La discussione critica sulla storia delle idee che hanno variamente identificato l’umanesimo come una specifica ideologia, rimane nondimeno aperta. La filosofia dell’umanesimo illuministico ha trasformato la politica, impegnandola ad adeguarsi nei confronti di una nuova evidenza della dignità individuale e della connessa libertà del pensiero. Tra le sue pieghe cresce ormai anche l’individualismo etico e la perdita del legame sociale. La svolta antropocentrica della cultura ha imposto la lettura dell’esperienza di senso come produzione di costrutti simbolici funzionali all’espressione e alla realizzazione di sé. Nella contemporaneità, però, la saldatura fra l’autorealizzazione del sé, come obiettivo supremo, e il superamento di ogni limite, come prova della libertà, lambisce gli esiti di una totale anestesia dei legami d’amore e d’onore. Nietzsche aveva suonato la fanfara del Super-Uomo che non deve chiedere mai, eroe di una libertà senza limiti. Ma l’euforia dell’oltre-umano coltiva oggi risentimento per gli impacci dello spirito e della cultura: e cerca i suoi modelli nell’animale e nella macchina, più facilmente manipolabili.
Il ministero ecclesiale contemporaneo appare intenzionato a fronteggiare questa ambiguità. E, pertanto, seriamente determinato a incoraggiare, in primo luogo presso i credenti, l’esplicitazione dell’autentica qualità umanistica della fede cristiana. La fede evangelica sembra verosimilmente chiamata – dai segni di Dio e dall’ora storica – a essere presidio insostituibile per l’umano che è comune: quello di cui le filosofie critiche non si occupano più. Le declinazioni dell’homo eroticus, dell’homo faber, dell’homo ludens e consumens, pongono ormai problemi al livello basico dell’esistenza umana.
L’incoraggiamento alla ricerca di un “nuovo umanesimo” in Gesù mette nondimeno a fuoco il profilo di un ethos culturale dell’evangelizzazione propositivo, non polemico. E proprio perciò, non difensivo e non pavido. L’assegnazione di un orizzonte così ambizioso e di un così vasto programma viene dalla consapevolezza che esso è in primo luogo un obiettivo per il quale gli stessi credenti non hanno ancora approntato strumenti e sensibilità adeguati. L’evidenza pubblica della qualità della conversione richiesta dalla fede proclamata da Gesù si fa strada anzitutto nell’icona della compassione di Dio per l’uomo: “tutto l’uomo, ogni uomo”. La politica e la religione che contraddicono questa compassione cadono insieme sotto il giudizio evangelico. Non possiamo certo ignorare la potenza di una deriva della storia che mostra un soprassalto nell’interdizione di questa testimonianza. È forse un caso che, proprio ora, proprio il cristianesimo – che ha riconquistato questa saldezza della religione pura e senza macchia – si trovi nel fuoco incrociato delle politiche secolarizzate e dei fondamentalismi religiosi?

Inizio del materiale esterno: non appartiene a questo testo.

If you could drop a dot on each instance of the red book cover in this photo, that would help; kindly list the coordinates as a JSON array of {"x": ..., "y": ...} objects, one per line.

Il campo è il mondo e il seme è il vangelo della conversione dalla involuzione narcisistica e dalla competizione distruttiva che devastano l’ethos civile e religioso nel nostro tempo. Dio ha tanto amato il mondo, da dare il suo Figlio unigenito. La prima e l’ultima parola dell’umanesimo di Dio è anche la prima e l’ultima Parola di Dio.